How to Create a Pandemic Plan for Business Continuity
Many business owners are reacting to the challenges of the pandemic, rather than planning. The COVID-19 pandemic started quickly, and you may be surviving by putting out fires as they occur. You’ve made it so far, but the process is exhausting.
You need to create a plan for business continuity, and that plan should include both short-term and long-term planning. The next six to nine months are important, as the country provides a vaccine, and the crisis subsides.
But what if another pandemic occurs?
Business owners need a crisis plan in place, should another catastrophic event occur. How will you do business and interact with your customers? Can you keep your doors open if there is another shutdown? If you invest the time to plan now, managing through another crisis will be achievable.
Raincatcher created an assessment that helps you to evaluate your risks and provides helpful tips on how-to work on decreasing your business risks during a pandemic.
Serving Clients During a Pandemic
Many owners have pivoted and created a business model to serve customers during the pandemic. Much of this work has been through trial and error, and simply an effort to survive. This is particularly true for businesses that serve customers in person. Consider these examples:
Restaurants shifting to carryout and delivery business
Doctors and dentists who have introduced strict protocols to protect patients and staff, including partitions, mandatory mask use, and limited visitors
Retailers who have pivoted to online sales, and limit customers in the store
Start your short-term plan by documenting your current procedures for doing business. Write down each task you perform, who completes it, and how often. This is your starting point for getting through the remainder of the pandemic.

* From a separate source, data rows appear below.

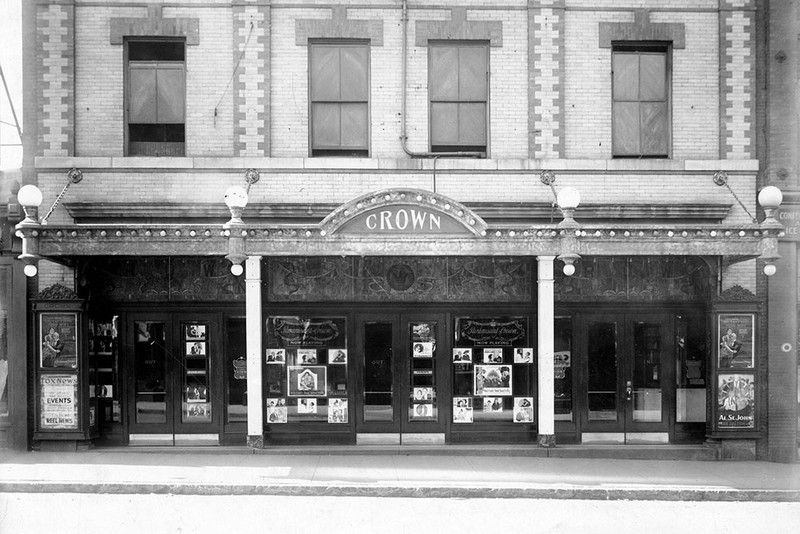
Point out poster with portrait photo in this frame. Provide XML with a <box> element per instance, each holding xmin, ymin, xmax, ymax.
<box><xmin>514</xmin><ymin>347</ymin><xmax>533</xmax><ymax>363</ymax></box>
<box><xmin>473</xmin><ymin>364</ymin><xmax>513</xmax><ymax>397</ymax></box>
<box><xmin>453</xmin><ymin>348</ymin><xmax>472</xmax><ymax>363</ymax></box>
<box><xmin>297</xmin><ymin>398</ymin><xmax>317</xmax><ymax>414</ymax></box>
<box><xmin>483</xmin><ymin>397</ymin><xmax>503</xmax><ymax>413</ymax></box>
<box><xmin>328</xmin><ymin>349</ymin><xmax>347</xmax><ymax>365</ymax></box>
<box><xmin>297</xmin><ymin>349</ymin><xmax>317</xmax><ymax>365</ymax></box>
<box><xmin>186</xmin><ymin>341</ymin><xmax>206</xmax><ymax>356</ymax></box>
<box><xmin>39</xmin><ymin>313</ymin><xmax>78</xmax><ymax>369</ymax></box>
<box><xmin>413</xmin><ymin>388</ymin><xmax>433</xmax><ymax>401</ymax></box>
<box><xmin>717</xmin><ymin>313</ymin><xmax>755</xmax><ymax>369</ymax></box>
<box><xmin>328</xmin><ymin>399</ymin><xmax>347</xmax><ymax>423</ymax></box>
<box><xmin>411</xmin><ymin>404</ymin><xmax>433</xmax><ymax>419</ymax></box>
<box><xmin>267</xmin><ymin>399</ymin><xmax>288</xmax><ymax>424</ymax></box>
<box><xmin>717</xmin><ymin>373</ymin><xmax>756</xmax><ymax>430</ymax></box>
<box><xmin>267</xmin><ymin>349</ymin><xmax>286</xmax><ymax>365</ymax></box>
<box><xmin>514</xmin><ymin>397</ymin><xmax>533</xmax><ymax>423</ymax></box>
<box><xmin>411</xmin><ymin>341</ymin><xmax>433</xmax><ymax>358</ymax></box>
<box><xmin>184</xmin><ymin>324</ymin><xmax>206</xmax><ymax>341</ymax></box>
<box><xmin>483</xmin><ymin>347</ymin><xmax>503</xmax><ymax>363</ymax></box>
<box><xmin>287</xmin><ymin>365</ymin><xmax>328</xmax><ymax>397</ymax></box>
<box><xmin>183</xmin><ymin>402</ymin><xmax>211</xmax><ymax>422</ymax></box>
<box><xmin>453</xmin><ymin>397</ymin><xmax>473</xmax><ymax>423</ymax></box>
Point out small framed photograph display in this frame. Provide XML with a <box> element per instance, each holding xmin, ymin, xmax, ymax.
<box><xmin>267</xmin><ymin>399</ymin><xmax>288</xmax><ymax>424</ymax></box>
<box><xmin>184</xmin><ymin>324</ymin><xmax>206</xmax><ymax>341</ymax></box>
<box><xmin>297</xmin><ymin>349</ymin><xmax>317</xmax><ymax>365</ymax></box>
<box><xmin>483</xmin><ymin>348</ymin><xmax>503</xmax><ymax>363</ymax></box>
<box><xmin>514</xmin><ymin>397</ymin><xmax>533</xmax><ymax>423</ymax></box>
<box><xmin>514</xmin><ymin>347</ymin><xmax>533</xmax><ymax>363</ymax></box>
<box><xmin>453</xmin><ymin>397</ymin><xmax>473</xmax><ymax>423</ymax></box>
<box><xmin>183</xmin><ymin>402</ymin><xmax>211</xmax><ymax>423</ymax></box>
<box><xmin>717</xmin><ymin>313</ymin><xmax>755</xmax><ymax>369</ymax></box>
<box><xmin>413</xmin><ymin>388</ymin><xmax>433</xmax><ymax>401</ymax></box>
<box><xmin>39</xmin><ymin>312</ymin><xmax>78</xmax><ymax>369</ymax></box>
<box><xmin>453</xmin><ymin>348</ymin><xmax>472</xmax><ymax>363</ymax></box>
<box><xmin>297</xmin><ymin>398</ymin><xmax>317</xmax><ymax>414</ymax></box>
<box><xmin>717</xmin><ymin>373</ymin><xmax>756</xmax><ymax>430</ymax></box>
<box><xmin>328</xmin><ymin>349</ymin><xmax>347</xmax><ymax>365</ymax></box>
<box><xmin>328</xmin><ymin>399</ymin><xmax>347</xmax><ymax>423</ymax></box>
<box><xmin>186</xmin><ymin>341</ymin><xmax>206</xmax><ymax>356</ymax></box>
<box><xmin>411</xmin><ymin>404</ymin><xmax>433</xmax><ymax>419</ymax></box>
<box><xmin>412</xmin><ymin>341</ymin><xmax>433</xmax><ymax>358</ymax></box>
<box><xmin>474</xmin><ymin>365</ymin><xmax>513</xmax><ymax>397</ymax></box>
<box><xmin>267</xmin><ymin>349</ymin><xmax>286</xmax><ymax>365</ymax></box>
<box><xmin>287</xmin><ymin>365</ymin><xmax>328</xmax><ymax>397</ymax></box>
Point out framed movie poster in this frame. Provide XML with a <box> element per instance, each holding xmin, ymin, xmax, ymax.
<box><xmin>287</xmin><ymin>365</ymin><xmax>328</xmax><ymax>397</ymax></box>
<box><xmin>717</xmin><ymin>313</ymin><xmax>755</xmax><ymax>369</ymax></box>
<box><xmin>474</xmin><ymin>364</ymin><xmax>512</xmax><ymax>397</ymax></box>
<box><xmin>717</xmin><ymin>373</ymin><xmax>756</xmax><ymax>430</ymax></box>
<box><xmin>39</xmin><ymin>374</ymin><xmax>80</xmax><ymax>430</ymax></box>
<box><xmin>39</xmin><ymin>312</ymin><xmax>78</xmax><ymax>369</ymax></box>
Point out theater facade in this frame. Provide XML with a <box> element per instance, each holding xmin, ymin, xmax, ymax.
<box><xmin>0</xmin><ymin>0</ymin><xmax>797</xmax><ymax>461</ymax></box>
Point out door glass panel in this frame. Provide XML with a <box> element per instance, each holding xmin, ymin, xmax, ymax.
<box><xmin>364</xmin><ymin>323</ymin><xmax>394</xmax><ymax>423</ymax></box>
<box><xmin>408</xmin><ymin>322</ymin><xmax>439</xmax><ymax>421</ymax></box>
<box><xmin>587</xmin><ymin>322</ymin><xmax>618</xmax><ymax>421</ymax></box>
<box><xmin>633</xmin><ymin>323</ymin><xmax>664</xmax><ymax>422</ymax></box>
<box><xmin>133</xmin><ymin>321</ymin><xmax>167</xmax><ymax>423</ymax></box>
<box><xmin>675</xmin><ymin>315</ymin><xmax>706</xmax><ymax>423</ymax></box>
<box><xmin>181</xmin><ymin>323</ymin><xmax>211</xmax><ymax>423</ymax></box>
<box><xmin>225</xmin><ymin>319</ymin><xmax>247</xmax><ymax>423</ymax></box>
<box><xmin>553</xmin><ymin>317</ymin><xmax>572</xmax><ymax>421</ymax></box>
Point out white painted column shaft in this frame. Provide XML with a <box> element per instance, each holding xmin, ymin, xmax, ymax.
<box><xmin>536</xmin><ymin>256</ymin><xmax>555</xmax><ymax>436</ymax></box>
<box><xmin>245</xmin><ymin>256</ymin><xmax>264</xmax><ymax>437</ymax></box>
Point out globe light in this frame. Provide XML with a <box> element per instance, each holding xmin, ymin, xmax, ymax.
<box><xmin>556</xmin><ymin>187</ymin><xmax>581</xmax><ymax>209</ymax></box>
<box><xmin>758</xmin><ymin>185</ymin><xmax>783</xmax><ymax>210</ymax></box>
<box><xmin>225</xmin><ymin>185</ymin><xmax>247</xmax><ymax>208</ymax></box>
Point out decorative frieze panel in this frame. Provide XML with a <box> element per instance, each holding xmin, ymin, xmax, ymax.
<box><xmin>555</xmin><ymin>256</ymin><xmax>715</xmax><ymax>302</ymax></box>
<box><xmin>79</xmin><ymin>257</ymin><xmax>244</xmax><ymax>302</ymax></box>
<box><xmin>267</xmin><ymin>257</ymin><xmax>532</xmax><ymax>302</ymax></box>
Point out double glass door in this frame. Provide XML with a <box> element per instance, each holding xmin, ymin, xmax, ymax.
<box><xmin>355</xmin><ymin>314</ymin><xmax>450</xmax><ymax>443</ymax></box>
<box><xmin>580</xmin><ymin>314</ymin><xmax>673</xmax><ymax>443</ymax></box>
<box><xmin>126</xmin><ymin>314</ymin><xmax>221</xmax><ymax>444</ymax></box>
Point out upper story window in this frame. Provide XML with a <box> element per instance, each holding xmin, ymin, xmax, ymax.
<box><xmin>612</xmin><ymin>45</ymin><xmax>670</xmax><ymax>158</ymax></box>
<box><xmin>309</xmin><ymin>42</ymin><xmax>369</xmax><ymax>157</ymax></box>
<box><xmin>428</xmin><ymin>42</ymin><xmax>489</xmax><ymax>153</ymax></box>
<box><xmin>126</xmin><ymin>40</ymin><xmax>186</xmax><ymax>156</ymax></box>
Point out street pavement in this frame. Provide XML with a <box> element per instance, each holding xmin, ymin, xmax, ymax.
<box><xmin>0</xmin><ymin>447</ymin><xmax>800</xmax><ymax>534</ymax></box>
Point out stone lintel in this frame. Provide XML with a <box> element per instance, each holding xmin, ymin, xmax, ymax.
<box><xmin>599</xmin><ymin>9</ymin><xmax>686</xmax><ymax>49</ymax></box>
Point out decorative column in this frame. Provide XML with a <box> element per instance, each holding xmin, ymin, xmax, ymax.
<box><xmin>536</xmin><ymin>256</ymin><xmax>556</xmax><ymax>448</ymax></box>
<box><xmin>245</xmin><ymin>256</ymin><xmax>264</xmax><ymax>449</ymax></box>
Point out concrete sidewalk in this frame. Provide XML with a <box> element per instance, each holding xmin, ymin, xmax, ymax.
<box><xmin>0</xmin><ymin>448</ymin><xmax>800</xmax><ymax>502</ymax></box>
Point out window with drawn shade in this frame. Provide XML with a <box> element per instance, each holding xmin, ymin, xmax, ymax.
<box><xmin>308</xmin><ymin>42</ymin><xmax>369</xmax><ymax>157</ymax></box>
<box><xmin>127</xmin><ymin>40</ymin><xmax>186</xmax><ymax>156</ymax></box>
<box><xmin>612</xmin><ymin>45</ymin><xmax>670</xmax><ymax>158</ymax></box>
<box><xmin>428</xmin><ymin>42</ymin><xmax>489</xmax><ymax>153</ymax></box>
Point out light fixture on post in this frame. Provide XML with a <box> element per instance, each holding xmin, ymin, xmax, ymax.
<box><xmin>222</xmin><ymin>185</ymin><xmax>247</xmax><ymax>276</ymax></box>
<box><xmin>556</xmin><ymin>187</ymin><xmax>581</xmax><ymax>276</ymax></box>
<box><xmin>14</xmin><ymin>185</ymin><xmax>42</xmax><ymax>277</ymax></box>
<box><xmin>758</xmin><ymin>185</ymin><xmax>784</xmax><ymax>276</ymax></box>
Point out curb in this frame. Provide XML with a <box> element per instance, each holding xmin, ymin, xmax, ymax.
<box><xmin>0</xmin><ymin>482</ymin><xmax>800</xmax><ymax>502</ymax></box>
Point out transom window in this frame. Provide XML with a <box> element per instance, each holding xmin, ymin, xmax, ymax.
<box><xmin>127</xmin><ymin>40</ymin><xmax>186</xmax><ymax>156</ymax></box>
<box><xmin>612</xmin><ymin>45</ymin><xmax>670</xmax><ymax>158</ymax></box>
<box><xmin>309</xmin><ymin>42</ymin><xmax>369</xmax><ymax>157</ymax></box>
<box><xmin>428</xmin><ymin>42</ymin><xmax>489</xmax><ymax>153</ymax></box>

Next, analyze your financial results using the new business model.
The Financial Impact of the Pandemic
Let’s use a restaurant as an example. The owner can only use 25% of the tables in the restaurant, and the inside dining may be completely shut down if there is a spike in cases. Here are some of the financial issues:
Lease payment: The owner must continue to make monthly payments on a 3-year lease.
Payroll: The kitchen staff has worked through the pandemic, but 50% of the servers were let go. The remaining servers handle the smaller inside seating needs, put together carry-out orders, and make deliveries.
Technology: The restaurant invested in an improved website, and an app that allows people to place orders and pay using a mobile device.
Revenue and profit: Over the past three months, revenue has been at 50% of pre-pandemic levels. Even with payroll cuts, the restaurant is generating a small loss each month.
Does your current business model allow you to operate until the pandemic is over? Let’s assume that the owner has retained excess cash in the business over the years, and can absorb small losses for six more months. No one can predict the exact date, but if the country starts to get back to normal in six months, the business can survive.
How will you operate after the pandemic?
Getting Back to Normal
Given the personal and financial strain of the pandemic, you may conclude that your old way of doing business is too risky. A restaurant owner may decide to keep the carry- out and delivery business, and lease a smaller space for in-person dining when the current lease ends.
You need a written plan to make changes after the pandemic ends. Returning - at least in part - to the old way of doing business will be challenging.
You’ll have to hire and train staff, in order to serve a larger number of customers as they return to your business.
Owners need to talk with vendors and suppliers, so that the business can create more products as sales increase.
As your business model changes, so will your marketing. Clients need to know if your retail stores are open, and if you still offer online shopping options
These post-pandemic changes will also require a bigger investment in payroll costs, inventory, and in marketing expenses. You need a solid plan to finance these higher expenses, particularly if you’ve operated as a loss for months.
This is also an opportunity to pause and reflect on your business. If you pivoted and maintained sales and profitability, your business is valuable. You might consider retaining a business broker, who can help you complete a company sale.
Use What You’ve Learned
Managing during the pandemic may be the most difficult time you’ve experienced as a business owner, but consider what you’ve learned. Maybe you found a new way of doing business that is more profitable.
If an online approach is working, you can stick with it. Maybe you talked to customers during the pandemic far more than in the past, and you know more about their problems. Use that knowledge to provide customer solutions, and grow your sales.
Most importantly, give yourself credit for adapting to change, pivoting to new ideas, and making it through the pandemic. You’ve been resilient, and that trait will serve you well as you move forward.